Apesar da existência de inúmeros anticonvulsivantes no mercado, existem limitações na veterinária para o uso de muitos deles, devido à ocorrência de toxicidade e tolerância, farmacocinética inapropriada e também ao custo elevado de muitos deles. Assim, os anticonvulsivantes mais indicados para uso em cães são o Fenobarbital e o Brometo de Potássio, enquanto que em gatos podem ser usados o Diazepan e o Fenobarbital (o Brometo de Potássio não é indicado em gatos).

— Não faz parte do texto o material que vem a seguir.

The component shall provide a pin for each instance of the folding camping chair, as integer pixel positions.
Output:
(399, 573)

A monoterapia reduz a ocorrência de efeitos colaterais, evita a interação inadequada com outras drogas, facilita a colaboração do proprietário e diminui os custos do tratamento. Assim o fenobarbital e o brometo são os fármacos mais comumente utilizados em cães. Ambos tem potencial para causar efeitos colaterais e sedação e devem ser monitorados adequadamente para que se obtenha o melhor de cada um deles com poucos efeitos colaterais. O controle da atividade convulsiva e a toxicidade de um anticonvulsivante não são determinados pela dose fornecida, mas sim pela medição de sua concentração sérica. Este exame é o método ideal para assegurar o controle adequado das convulsões, detectando subdoses e diminuindo a ocorrência de toxicidade, sendo o substituto ideal para o critério clínico. Cada paciente apresenta uma resposta individual aos fármacos, assim deve-se saber se a concentração sérica está adequada, principalmente no pico inferior, pois há maior suscetibilidade para ocorrer convulsão neste momento. O conhecimento da concentração sérica permite ainda que a dose seja modificada antes que ocorram falhas ou reações adversas. O sucesso terapêutico só pode ser obtido quando o veterinário escolhe um medicamento eficaz, conhece a farmacologia clínica e a importância da monitorização da concentração sérica como guia para o tratamento. Nos casos em que houver falha do tratamento, o diagnóstico deve ser revisto ou o fármaco deve ser readequado para o paciente. Deve ser lembrado que cada paciente é único e a terapia deve ser individualmente ajustada.